Bender et al. [6] defined four different types of metastatic melanoma of the small bowel: polypoid, cavitary, infiltrating, and exoenteric. Among 32 patients, the polypoid pattern was seen in 20 patients (63%), and the “target lesion,” a discrete polypoid mass with a central ulceration, was observed in only three (9%) of the 32 patients. Six of whom showed multiple polypoid lesions (more than 10) referred to as polyposis. Eight patients (25%) demonstrated a cavitary pattern, a circumferential mass with inner marginal necrosis, and five (16%) showed an infiltrating pattern. One patient (3%) had an exoenteric lesion with a fistulous tract. Because primary small bowel melanoma is very rare, there has been no report for imaging features and gross morphologic types [7]. Our case can be categorized as exoenteric type according to Bender’s categorization, that mimic small bowel lymphoma of GIST.
Hepatic metastasis is a common feature in the advanced stage of malignant melanoma. Detection of hepatic metastases provides valuable prognostic information and critical impact for the therapeutic plan [8]. Although CT can provide a limited specificity for the detection of hepatic metastasis in patients with malignant melanoma, but MR imaging was more useful in the detection of hepatic metastasis [8]. Typical MR imaging features of hepatic metastasis of malignant melanoma shows shortened T1 and T2 relaxation times and the presence of T1 shortening closely related to the melanin content of the lesion. Although it is rare, we should consider that T1-shortning effects may be caused by extracellular methemoglobin, fat, and high protein content [9]. In our study, MR shows higher sensitivity for detection of hepatic metastasis of malignant melanoma than CT. But low to iso-intensity on fat-suppressed T1-weighted images and high intensity on fat-suppressed T2-weighted images were identified in our case of amelantoic melanoma.
In summary, we reported a rare case of primary SBM with hepatic metastasis mimic small bowel lymphoma or GIST. Primary SBM is a rare tumor without a history of melanoma in another organ. For the early detection of primary SBM, clinical examination including imaging studies and pathologic examination is essential.

Fig. 1.

Primary malignant melanoma of the small bowel in a 51-year-old male patient.
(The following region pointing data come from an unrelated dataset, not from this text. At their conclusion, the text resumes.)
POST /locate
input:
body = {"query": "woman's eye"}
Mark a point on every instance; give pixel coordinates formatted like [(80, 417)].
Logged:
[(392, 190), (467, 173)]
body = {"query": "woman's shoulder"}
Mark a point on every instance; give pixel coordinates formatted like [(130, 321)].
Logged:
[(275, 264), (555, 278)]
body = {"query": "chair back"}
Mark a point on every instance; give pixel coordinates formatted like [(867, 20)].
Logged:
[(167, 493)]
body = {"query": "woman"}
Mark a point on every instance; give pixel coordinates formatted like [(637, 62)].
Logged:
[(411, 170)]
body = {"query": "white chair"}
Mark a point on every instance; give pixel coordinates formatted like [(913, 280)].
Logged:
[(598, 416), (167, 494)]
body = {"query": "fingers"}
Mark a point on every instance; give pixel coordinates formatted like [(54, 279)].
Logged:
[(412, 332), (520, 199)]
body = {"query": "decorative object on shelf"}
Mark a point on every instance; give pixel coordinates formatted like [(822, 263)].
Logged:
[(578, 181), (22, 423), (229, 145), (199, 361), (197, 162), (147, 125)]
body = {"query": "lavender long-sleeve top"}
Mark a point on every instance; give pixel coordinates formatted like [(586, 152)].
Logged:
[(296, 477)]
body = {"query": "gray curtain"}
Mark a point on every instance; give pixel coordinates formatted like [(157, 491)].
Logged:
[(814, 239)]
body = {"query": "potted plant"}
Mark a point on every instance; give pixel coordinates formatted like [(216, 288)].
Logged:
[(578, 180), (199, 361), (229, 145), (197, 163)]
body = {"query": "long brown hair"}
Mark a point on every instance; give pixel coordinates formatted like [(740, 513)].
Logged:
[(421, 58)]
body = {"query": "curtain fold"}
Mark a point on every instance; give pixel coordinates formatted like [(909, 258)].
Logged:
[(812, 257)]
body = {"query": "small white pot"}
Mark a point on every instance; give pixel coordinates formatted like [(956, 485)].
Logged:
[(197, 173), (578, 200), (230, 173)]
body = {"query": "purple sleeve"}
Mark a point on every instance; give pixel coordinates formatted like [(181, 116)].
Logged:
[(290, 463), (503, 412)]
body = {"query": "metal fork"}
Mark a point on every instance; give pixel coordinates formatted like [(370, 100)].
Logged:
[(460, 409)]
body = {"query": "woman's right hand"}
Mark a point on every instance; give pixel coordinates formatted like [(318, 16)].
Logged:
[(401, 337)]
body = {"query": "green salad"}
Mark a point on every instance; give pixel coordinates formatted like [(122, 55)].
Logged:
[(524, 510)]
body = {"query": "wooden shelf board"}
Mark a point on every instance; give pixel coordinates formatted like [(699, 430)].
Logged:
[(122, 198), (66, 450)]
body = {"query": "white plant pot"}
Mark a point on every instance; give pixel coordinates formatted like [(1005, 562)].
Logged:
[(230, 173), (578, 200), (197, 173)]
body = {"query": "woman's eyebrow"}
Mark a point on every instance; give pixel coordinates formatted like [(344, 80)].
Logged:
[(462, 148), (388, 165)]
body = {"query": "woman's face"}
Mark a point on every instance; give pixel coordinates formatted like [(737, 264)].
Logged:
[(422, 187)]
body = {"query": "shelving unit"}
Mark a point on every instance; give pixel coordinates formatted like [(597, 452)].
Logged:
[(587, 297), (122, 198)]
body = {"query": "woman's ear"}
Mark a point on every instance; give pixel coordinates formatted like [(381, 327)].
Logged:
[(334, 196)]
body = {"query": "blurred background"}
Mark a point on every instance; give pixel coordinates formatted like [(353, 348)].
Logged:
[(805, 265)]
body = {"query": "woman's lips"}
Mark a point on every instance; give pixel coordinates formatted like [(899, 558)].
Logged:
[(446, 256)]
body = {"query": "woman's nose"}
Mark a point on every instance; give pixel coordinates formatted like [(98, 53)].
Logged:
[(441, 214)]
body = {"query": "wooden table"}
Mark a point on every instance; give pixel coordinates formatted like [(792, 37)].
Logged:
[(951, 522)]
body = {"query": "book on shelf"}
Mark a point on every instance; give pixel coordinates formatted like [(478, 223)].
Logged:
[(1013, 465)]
A. CT scan shows about 9.5 cm size lobulated mass (arrows) in the ileum with heterogenous contrast enhancement. B. CT scan shows multiple ill-defined small low density nodules (arrows) in liver. C. T1-weighted liver MR image shows multiple hypointensity hepatic nodules in liver. D. T2-weighted liver MR image shows multiple hyperintensity hepatic nodules in liver. E. T1-weighted image on late arterial phase shows multiple peripheral enhancing target-like nodules in liver. F. Grossly specimen of the mass shows ileum origin whitish mass.